Ini soal sensitivitas pelayanan. Dan saya senang mendengar bahwa ke depan, jumlah petugas perempuan akan ditambah. Saya harap bukan hanya dibuka kuotanya. Tapi juga dicari yang benar-benar paham ibadah. Bukan sekedar "ikut-ikutan" karena kuota gender sedang dikoreksi. Tapi karena niat berhidmat melayani tamu Allah di tanah suci.
Tentu saja, pelatihan militer selama sebulan tidak akan menjawab semua masalah. Karena masalah utama petugas haji bukan hanya soal mental dan fisik. Tapi soal niat dan sistem rekrutmen.
Kalau seleksi masih bisa disusupi “surat sakti” dari elite politik atau pejabat ormas, maka sehebat apa pun pelatihan barak militer, hasilnya akan tetap sama: pasukan yang rapi di luar, tapi keropos di dalam.

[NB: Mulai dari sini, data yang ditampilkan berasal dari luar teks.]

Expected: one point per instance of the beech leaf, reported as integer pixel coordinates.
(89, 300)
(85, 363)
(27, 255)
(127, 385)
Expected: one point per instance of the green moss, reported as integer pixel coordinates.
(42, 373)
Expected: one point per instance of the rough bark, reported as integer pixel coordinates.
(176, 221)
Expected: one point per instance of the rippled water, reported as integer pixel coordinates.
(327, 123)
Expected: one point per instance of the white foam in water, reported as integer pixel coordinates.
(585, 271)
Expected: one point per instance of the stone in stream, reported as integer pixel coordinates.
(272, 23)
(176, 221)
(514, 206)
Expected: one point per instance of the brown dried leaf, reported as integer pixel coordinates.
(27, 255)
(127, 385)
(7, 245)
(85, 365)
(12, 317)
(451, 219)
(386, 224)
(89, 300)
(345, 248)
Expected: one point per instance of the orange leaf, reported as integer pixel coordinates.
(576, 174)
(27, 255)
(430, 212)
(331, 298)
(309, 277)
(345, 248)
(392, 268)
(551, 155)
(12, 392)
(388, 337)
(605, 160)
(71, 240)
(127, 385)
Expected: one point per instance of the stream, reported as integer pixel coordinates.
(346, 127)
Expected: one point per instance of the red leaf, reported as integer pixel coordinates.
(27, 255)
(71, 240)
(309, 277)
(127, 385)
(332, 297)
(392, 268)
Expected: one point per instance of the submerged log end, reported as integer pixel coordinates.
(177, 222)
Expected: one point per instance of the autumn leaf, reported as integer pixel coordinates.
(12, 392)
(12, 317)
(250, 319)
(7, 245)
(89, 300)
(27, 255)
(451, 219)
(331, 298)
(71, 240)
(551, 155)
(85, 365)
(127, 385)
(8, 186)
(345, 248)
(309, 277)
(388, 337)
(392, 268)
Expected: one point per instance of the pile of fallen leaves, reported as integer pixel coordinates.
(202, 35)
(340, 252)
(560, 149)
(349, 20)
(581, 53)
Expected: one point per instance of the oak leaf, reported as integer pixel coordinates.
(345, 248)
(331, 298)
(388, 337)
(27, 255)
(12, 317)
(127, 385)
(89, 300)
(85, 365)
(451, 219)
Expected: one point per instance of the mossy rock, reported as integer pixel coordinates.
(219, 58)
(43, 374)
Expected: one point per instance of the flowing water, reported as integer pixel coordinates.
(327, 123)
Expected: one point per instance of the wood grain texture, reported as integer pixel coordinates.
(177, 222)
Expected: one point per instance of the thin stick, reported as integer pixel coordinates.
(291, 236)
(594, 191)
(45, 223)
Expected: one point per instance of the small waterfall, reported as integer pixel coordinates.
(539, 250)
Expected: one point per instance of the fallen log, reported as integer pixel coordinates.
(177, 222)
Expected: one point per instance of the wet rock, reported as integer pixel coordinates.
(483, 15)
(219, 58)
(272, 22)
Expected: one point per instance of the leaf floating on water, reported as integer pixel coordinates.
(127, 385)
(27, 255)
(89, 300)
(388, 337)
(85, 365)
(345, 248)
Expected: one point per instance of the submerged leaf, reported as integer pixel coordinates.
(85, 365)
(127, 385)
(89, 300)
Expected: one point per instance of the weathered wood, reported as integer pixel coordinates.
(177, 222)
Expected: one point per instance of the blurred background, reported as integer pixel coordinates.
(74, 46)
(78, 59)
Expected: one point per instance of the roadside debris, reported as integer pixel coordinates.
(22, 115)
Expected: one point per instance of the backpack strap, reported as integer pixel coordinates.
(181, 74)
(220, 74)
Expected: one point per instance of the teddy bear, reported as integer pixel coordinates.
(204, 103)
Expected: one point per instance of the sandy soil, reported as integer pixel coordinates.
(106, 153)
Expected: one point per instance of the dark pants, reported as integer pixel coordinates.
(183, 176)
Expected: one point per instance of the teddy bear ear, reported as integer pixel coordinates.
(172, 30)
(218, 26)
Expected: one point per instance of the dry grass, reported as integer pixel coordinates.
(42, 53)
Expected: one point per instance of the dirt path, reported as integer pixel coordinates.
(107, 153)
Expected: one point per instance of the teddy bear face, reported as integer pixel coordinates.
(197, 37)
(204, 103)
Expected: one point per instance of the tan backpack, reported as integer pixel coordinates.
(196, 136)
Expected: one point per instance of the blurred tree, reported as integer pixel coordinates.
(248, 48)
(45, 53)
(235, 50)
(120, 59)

Jadi sebelum membentuk “pasukan petugas haji” ala militer, saya menyarankan satu hal: benahi dulu integritas sistem seleksi. Harus disadari sejak dini bahwa petugas yang malas dan oportunis bukan muncul dari medan, tapi dari meja seleksi yang longgar.
Berikan kesempatan kepada mereka yang memang ikhlas melayani. Yang punya pengalaman mendampingi jamaah. Yang bisa bicara dengan logika dan hati. Yang kalau melihat jamaah tersesat, refleksnya bukan cari kamera, tapi menunjukkan jalan.
Saya tidak ingin terlalu sinis. Karena saya tahu, ini adalah langkah maju. Bahkan bisa jadi langkah revolusioner. Tapi keberhasilan program ini bukan ditentukan oleh barak militernya. Melainkan oleh jiwa pelayanan yang ditanamkan di sana.
Apakah barak itu akan melahirkan petugas haji sejati—yang siap memikul beban spiritual dan sosial selama 40 hari di negeri orang? Atau hanya menjadi ajang seremonial disiplin—yang setelahnya kembali ke pola lama: selfie, shopping, dan setor laporan seadanya? Kita akan lihat bersama.
Tapi saya percaya, niat baik harus dikawal dengan cara yang benar. Karena melayani tamu Allah bukan tugas sembarangan. Dan tidak semua orang, meski punya pangkat atau gelar, layak menyandang tugas itu.